Unlimited speed would probably help things like alphaevolve. Given a codebase / paper / idea and some definable "tests" or "goals", go nuts. Evolve, adversarial, n x m tries w/ documentation, n x m tries w/ papers in that field, etc.
For the moment, though, I'd take a "smarter" but slower model over x times faster. The current models are plenty fast already. They pump out 300-500 LoC files in seconds/minutes. That's plenty speed.
I think the answer is obvious so maybe you're looking for something different.
More perf means more attempts in parallel with some sort of arbiter model deciding what to pick. This can happen at the token, prompt, or agent level or all of them.
$5000 hardware can run GPT 120B at 40-60tps. Which is plenty to code actively through the day.
You could instead use Cerebras to get 3,000 tps; but people really dont do that according to stats. 100x the speed but its not like everyone is rushing to their service.
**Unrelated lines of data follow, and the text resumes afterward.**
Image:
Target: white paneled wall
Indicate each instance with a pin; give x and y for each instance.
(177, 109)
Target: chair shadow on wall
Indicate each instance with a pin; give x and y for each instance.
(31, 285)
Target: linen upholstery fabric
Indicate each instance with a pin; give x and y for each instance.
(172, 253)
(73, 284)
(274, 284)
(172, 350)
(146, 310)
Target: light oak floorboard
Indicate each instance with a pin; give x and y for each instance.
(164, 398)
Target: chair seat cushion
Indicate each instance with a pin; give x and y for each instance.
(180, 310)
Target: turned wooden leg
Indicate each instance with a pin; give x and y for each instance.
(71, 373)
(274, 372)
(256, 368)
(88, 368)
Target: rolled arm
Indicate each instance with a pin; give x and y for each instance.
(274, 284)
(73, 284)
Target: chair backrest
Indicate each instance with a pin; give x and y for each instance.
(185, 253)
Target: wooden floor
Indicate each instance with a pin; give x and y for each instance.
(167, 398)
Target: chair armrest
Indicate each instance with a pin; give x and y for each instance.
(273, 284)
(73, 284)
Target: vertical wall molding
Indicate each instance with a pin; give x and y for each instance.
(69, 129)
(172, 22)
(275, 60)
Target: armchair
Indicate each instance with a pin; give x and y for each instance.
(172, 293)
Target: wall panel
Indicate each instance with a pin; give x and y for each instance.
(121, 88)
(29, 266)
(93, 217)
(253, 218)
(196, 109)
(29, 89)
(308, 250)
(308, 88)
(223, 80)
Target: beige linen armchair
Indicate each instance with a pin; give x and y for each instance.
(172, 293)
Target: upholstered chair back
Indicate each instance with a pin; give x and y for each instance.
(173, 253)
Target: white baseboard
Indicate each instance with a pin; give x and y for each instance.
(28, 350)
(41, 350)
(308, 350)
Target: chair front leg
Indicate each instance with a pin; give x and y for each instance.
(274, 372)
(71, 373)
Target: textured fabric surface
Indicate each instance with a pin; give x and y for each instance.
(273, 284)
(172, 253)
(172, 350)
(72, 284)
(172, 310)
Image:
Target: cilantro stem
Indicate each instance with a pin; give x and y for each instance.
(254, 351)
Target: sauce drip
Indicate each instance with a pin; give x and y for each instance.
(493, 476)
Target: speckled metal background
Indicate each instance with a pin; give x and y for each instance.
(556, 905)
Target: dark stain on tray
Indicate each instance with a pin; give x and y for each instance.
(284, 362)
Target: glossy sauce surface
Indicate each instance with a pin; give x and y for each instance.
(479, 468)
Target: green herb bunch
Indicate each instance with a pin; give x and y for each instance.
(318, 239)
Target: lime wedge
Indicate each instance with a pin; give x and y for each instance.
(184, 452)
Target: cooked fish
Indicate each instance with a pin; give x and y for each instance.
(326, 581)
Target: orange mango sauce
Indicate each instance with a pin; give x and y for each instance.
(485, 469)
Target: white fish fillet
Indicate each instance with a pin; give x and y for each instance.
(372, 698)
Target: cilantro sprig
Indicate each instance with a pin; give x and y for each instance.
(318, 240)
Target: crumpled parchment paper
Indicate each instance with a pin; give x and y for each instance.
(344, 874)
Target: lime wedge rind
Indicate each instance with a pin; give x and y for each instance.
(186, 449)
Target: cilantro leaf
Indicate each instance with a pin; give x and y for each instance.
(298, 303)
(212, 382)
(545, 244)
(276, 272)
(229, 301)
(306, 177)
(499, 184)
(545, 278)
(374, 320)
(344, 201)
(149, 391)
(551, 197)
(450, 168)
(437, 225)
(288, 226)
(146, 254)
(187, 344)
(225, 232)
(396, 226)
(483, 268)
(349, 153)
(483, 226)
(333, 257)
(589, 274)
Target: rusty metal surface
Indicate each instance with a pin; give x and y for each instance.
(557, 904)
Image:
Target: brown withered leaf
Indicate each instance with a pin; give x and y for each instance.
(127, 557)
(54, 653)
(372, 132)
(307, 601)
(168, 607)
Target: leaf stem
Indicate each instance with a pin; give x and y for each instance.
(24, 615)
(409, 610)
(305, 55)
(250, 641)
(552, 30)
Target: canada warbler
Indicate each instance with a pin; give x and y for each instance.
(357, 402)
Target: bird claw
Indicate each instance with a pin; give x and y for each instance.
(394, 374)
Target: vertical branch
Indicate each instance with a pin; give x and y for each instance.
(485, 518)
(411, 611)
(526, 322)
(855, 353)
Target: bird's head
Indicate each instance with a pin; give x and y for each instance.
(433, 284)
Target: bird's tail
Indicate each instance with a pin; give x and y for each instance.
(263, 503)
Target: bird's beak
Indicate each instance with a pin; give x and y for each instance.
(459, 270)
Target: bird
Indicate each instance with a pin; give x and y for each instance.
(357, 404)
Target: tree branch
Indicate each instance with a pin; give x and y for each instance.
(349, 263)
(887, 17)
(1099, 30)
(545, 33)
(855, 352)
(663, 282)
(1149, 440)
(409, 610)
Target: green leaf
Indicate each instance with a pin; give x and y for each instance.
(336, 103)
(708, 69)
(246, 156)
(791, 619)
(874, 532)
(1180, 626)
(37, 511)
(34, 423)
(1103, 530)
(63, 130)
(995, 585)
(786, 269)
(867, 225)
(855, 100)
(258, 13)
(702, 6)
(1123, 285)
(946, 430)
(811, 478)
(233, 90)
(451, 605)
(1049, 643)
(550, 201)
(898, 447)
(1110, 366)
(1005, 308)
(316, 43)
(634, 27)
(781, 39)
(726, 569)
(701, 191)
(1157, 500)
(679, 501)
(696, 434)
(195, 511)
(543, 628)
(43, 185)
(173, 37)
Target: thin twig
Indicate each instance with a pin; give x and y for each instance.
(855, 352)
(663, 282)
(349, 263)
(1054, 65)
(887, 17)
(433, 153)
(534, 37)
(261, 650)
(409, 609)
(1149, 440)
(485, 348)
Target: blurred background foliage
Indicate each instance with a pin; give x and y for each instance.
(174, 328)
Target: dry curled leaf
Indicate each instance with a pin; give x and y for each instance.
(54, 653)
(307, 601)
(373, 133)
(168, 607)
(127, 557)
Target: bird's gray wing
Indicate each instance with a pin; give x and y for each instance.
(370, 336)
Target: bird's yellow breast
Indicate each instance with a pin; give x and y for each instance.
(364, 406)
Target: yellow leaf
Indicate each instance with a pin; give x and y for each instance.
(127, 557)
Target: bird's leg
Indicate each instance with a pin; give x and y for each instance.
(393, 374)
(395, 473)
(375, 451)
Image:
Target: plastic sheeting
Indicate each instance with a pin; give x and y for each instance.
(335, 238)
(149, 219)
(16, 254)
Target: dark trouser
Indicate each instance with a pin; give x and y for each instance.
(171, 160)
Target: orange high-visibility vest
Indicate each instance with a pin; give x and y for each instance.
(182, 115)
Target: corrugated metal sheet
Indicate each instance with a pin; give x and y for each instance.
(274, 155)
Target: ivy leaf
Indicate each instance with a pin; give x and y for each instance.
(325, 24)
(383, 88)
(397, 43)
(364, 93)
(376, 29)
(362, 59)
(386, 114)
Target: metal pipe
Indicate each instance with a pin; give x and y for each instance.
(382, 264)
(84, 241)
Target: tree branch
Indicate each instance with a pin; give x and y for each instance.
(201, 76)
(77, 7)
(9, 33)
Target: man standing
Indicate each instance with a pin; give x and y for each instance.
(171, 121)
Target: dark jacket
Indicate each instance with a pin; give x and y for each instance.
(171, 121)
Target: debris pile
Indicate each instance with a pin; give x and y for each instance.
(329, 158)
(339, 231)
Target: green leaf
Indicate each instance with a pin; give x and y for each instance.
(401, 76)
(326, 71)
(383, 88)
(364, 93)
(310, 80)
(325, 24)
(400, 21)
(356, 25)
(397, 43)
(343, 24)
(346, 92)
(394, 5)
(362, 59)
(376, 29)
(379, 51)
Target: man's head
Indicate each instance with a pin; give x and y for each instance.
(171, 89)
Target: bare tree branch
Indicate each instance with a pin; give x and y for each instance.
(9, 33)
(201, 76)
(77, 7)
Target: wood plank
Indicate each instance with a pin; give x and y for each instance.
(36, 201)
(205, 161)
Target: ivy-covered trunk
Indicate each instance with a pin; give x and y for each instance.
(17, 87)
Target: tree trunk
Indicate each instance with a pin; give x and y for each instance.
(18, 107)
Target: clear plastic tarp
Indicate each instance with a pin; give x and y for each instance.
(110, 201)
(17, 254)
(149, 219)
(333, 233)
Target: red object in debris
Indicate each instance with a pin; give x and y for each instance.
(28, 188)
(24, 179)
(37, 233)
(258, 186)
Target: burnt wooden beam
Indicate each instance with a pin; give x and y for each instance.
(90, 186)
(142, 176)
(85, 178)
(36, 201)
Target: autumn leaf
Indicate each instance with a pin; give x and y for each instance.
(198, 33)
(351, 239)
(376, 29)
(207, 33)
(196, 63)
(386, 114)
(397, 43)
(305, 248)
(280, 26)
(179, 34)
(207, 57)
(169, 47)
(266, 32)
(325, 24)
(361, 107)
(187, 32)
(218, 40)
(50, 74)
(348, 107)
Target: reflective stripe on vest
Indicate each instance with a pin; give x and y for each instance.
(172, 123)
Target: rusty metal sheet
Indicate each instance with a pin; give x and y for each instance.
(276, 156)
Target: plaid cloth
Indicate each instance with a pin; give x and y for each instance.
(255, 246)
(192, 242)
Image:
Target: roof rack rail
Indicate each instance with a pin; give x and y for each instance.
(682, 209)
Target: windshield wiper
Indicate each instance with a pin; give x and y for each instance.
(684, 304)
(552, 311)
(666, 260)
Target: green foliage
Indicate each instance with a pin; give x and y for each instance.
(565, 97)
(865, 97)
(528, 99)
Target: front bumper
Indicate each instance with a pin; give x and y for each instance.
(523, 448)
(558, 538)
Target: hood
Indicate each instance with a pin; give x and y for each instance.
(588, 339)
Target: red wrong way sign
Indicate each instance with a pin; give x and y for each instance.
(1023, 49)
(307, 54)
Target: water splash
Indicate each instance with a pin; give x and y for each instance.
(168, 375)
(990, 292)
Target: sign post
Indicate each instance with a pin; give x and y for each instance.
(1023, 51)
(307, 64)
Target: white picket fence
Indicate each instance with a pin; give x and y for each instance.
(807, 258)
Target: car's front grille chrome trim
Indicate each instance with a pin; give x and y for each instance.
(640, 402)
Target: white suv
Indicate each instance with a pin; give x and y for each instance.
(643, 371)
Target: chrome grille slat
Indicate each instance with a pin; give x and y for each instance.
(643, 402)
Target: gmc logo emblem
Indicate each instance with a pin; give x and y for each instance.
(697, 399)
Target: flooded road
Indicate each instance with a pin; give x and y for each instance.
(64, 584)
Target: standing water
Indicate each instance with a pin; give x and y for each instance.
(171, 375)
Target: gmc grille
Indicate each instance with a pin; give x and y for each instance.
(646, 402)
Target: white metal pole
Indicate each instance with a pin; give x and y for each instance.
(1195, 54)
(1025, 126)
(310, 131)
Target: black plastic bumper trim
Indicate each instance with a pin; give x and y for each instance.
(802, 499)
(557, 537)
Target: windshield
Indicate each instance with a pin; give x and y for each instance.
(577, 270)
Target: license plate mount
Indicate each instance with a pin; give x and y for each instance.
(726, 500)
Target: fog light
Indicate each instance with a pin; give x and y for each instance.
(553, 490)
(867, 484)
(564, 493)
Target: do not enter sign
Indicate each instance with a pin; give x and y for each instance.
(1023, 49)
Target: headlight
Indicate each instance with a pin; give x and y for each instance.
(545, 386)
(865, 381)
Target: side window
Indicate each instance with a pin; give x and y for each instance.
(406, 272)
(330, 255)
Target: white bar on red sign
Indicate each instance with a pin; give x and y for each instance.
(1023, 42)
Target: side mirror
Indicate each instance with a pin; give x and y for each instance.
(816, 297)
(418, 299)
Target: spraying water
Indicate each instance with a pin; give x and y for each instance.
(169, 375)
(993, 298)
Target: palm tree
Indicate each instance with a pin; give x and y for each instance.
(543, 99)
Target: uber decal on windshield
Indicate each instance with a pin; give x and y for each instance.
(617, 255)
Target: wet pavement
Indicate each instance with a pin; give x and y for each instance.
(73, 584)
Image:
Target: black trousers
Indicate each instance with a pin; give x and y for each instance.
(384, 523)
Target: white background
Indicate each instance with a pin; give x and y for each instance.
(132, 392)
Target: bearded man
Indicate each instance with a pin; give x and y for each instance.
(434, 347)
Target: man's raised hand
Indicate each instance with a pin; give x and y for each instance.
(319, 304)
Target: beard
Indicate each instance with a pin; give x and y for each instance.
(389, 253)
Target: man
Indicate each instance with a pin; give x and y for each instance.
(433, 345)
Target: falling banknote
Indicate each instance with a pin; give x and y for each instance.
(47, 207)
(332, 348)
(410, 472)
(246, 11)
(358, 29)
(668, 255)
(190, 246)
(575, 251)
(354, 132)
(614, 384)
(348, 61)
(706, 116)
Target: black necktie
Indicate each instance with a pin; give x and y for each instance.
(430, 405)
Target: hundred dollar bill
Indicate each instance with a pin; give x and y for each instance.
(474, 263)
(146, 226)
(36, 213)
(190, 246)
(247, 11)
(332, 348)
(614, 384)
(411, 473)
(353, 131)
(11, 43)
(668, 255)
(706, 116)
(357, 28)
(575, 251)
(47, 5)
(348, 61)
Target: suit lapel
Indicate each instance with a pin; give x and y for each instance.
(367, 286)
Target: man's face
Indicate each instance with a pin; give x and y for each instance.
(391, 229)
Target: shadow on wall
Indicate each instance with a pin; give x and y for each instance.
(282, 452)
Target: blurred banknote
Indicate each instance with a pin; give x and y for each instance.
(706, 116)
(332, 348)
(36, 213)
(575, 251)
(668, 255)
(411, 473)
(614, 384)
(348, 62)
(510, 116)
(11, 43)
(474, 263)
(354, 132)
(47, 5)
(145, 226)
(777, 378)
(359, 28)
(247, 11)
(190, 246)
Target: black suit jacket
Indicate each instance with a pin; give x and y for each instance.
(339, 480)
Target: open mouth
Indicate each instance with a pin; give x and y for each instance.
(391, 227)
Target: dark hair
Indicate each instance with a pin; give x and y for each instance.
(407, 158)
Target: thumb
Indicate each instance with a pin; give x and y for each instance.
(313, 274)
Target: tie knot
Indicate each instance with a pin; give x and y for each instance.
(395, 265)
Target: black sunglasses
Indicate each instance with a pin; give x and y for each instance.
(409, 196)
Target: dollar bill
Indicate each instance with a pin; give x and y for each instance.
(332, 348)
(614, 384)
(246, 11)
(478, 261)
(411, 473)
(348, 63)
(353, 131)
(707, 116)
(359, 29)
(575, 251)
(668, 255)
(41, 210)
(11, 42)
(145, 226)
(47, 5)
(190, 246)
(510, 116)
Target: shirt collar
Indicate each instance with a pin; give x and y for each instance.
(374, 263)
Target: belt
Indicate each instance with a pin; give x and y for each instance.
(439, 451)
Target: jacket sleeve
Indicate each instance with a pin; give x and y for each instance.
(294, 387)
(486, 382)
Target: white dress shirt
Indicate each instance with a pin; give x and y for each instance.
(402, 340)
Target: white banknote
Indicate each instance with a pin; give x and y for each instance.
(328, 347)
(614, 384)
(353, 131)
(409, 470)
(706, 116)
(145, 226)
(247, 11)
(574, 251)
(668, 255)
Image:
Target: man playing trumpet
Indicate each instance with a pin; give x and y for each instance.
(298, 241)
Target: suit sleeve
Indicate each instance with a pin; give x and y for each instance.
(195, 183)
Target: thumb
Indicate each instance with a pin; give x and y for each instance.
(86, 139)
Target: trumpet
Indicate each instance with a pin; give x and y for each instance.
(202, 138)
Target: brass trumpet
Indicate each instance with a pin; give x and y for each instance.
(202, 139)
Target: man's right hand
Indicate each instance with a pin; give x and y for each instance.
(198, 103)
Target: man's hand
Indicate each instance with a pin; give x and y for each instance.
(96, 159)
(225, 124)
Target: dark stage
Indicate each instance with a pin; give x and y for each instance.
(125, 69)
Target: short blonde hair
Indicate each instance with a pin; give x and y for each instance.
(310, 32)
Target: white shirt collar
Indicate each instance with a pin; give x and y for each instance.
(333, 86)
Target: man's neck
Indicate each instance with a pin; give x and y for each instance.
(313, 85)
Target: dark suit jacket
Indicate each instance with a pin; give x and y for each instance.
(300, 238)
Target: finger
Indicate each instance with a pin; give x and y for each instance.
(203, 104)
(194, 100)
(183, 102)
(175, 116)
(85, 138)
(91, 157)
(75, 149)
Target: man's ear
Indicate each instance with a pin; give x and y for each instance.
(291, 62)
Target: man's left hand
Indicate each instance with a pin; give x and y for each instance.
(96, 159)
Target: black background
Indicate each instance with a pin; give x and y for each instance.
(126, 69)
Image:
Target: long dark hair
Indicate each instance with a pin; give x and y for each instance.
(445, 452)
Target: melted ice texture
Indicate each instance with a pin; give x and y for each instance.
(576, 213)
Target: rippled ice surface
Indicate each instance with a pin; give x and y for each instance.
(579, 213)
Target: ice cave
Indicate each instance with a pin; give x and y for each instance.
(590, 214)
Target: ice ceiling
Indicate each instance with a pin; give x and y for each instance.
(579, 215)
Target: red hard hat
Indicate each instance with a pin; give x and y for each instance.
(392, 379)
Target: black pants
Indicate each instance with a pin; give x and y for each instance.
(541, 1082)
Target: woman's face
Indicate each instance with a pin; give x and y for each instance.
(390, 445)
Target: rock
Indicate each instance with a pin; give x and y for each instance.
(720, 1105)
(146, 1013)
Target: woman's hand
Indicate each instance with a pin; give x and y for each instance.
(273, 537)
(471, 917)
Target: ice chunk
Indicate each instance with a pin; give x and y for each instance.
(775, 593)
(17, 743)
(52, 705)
The speed of LLMs after the advent of MOE has hit a good spot. What we now need is smarter.
Well with the current way things are, where the output is only as good as the input, you’d probably just get noise.
However for search query dynamic on the fly and other stuff it would be a game changer.
I’d love to have millions of one off ai gen code that auto updates stuff quickly for personalization at scale.